Andrew Morton wrote:
> shrink_slab-for-all-zones.patch
> vm: scan slab in response to highmem scanning
>
> zone-balancing-fix.patch
> vmscan: zone balancing fix
On 2.6.3 + [1] + nfsd-lofft.patch running on a 1GB ram file server. I
have noticed two related issues.
First, under 2.6.3 it averages about 90MB[2] anon memory, and 30MB with
the -mm4 vm (the rest is in swap cache). This could balance out on the
normal non-idle week-day load though...
Second the -mm4 vm, there is a lot more swapping[3] going on during the
daily updatedb, and backup runs that are performed on this machine.

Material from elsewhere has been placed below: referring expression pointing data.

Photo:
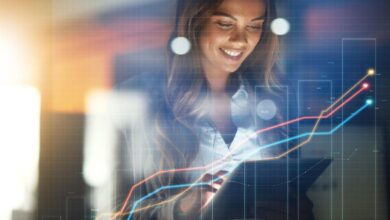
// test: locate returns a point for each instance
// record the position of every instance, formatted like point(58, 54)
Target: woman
point(208, 105)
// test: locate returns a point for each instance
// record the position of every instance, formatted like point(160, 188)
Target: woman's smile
point(230, 35)
point(232, 54)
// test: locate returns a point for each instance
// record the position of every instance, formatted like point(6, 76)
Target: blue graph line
point(257, 150)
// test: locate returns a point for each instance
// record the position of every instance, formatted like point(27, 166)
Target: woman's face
point(231, 34)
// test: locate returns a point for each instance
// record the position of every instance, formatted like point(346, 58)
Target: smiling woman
point(203, 108)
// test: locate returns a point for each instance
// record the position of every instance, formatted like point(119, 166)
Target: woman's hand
point(199, 197)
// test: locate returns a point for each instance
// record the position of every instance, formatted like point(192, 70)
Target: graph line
point(310, 134)
point(365, 86)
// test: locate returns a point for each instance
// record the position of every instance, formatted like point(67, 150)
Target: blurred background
point(60, 58)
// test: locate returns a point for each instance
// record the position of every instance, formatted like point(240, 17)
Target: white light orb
point(266, 109)
point(180, 45)
point(280, 26)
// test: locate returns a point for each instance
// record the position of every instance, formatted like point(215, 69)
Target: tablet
point(254, 182)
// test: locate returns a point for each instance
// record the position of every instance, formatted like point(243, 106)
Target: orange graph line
point(321, 116)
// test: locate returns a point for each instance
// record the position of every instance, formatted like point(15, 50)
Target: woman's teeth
point(232, 53)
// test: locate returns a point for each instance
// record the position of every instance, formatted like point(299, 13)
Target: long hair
point(186, 86)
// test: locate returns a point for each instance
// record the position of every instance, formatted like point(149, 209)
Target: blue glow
point(257, 150)
point(369, 101)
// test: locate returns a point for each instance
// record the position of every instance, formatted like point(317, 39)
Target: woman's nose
point(239, 37)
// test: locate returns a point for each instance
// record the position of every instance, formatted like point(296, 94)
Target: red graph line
point(364, 87)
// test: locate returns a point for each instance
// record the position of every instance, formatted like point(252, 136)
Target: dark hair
point(186, 86)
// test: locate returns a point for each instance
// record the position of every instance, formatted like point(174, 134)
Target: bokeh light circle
point(280, 26)
point(266, 109)
point(180, 45)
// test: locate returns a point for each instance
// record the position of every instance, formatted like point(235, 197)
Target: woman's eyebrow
point(220, 13)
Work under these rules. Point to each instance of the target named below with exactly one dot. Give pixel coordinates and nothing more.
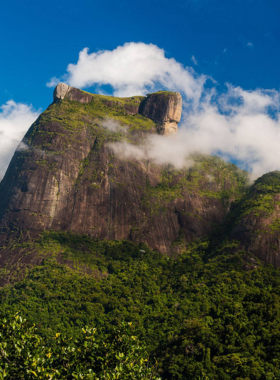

I'd have to call this second issue a regression, but I want to run it a
couple more days to see if it gets any better (unless you agree of course).
Mike
[1]
instrument-highmem-page-reclaim.patch
blk_congestion_wait-return-remaining.patch
vmscan-remove-priority.patch
kswapd-throttling-fixes.patch
vm-dont-rotate-active-list.patch
vm-lru-info.patch
vm-shrink-zone.patch
vm-tune-throttle.patch
shrink_slab-for-all-zones.patch
zone-balancing-fix.patch
zone-balancing-batching.patch
[2]
http://www.matchmail.com/stats/lrrd/matchmail.com/fileserver.matchmail.com-memory.html
[3]
http://www.matchmail.com/stats/lrrd/matchmail.com/fileserver.matchmail.com-swap.html
Mike Fedyk wrote:
> Andrew Morton wrote:
>
>> shrink_slab-for-all-zones.patch
>> vm: scan slab in response to highmem scanning
>>
>> zone-balancing-fix.patch
>> vmscan: zone balancing fix
>
>
> On 2.6.3 + [1] + nfsd-lofft.patch running on a 1GB ram file server.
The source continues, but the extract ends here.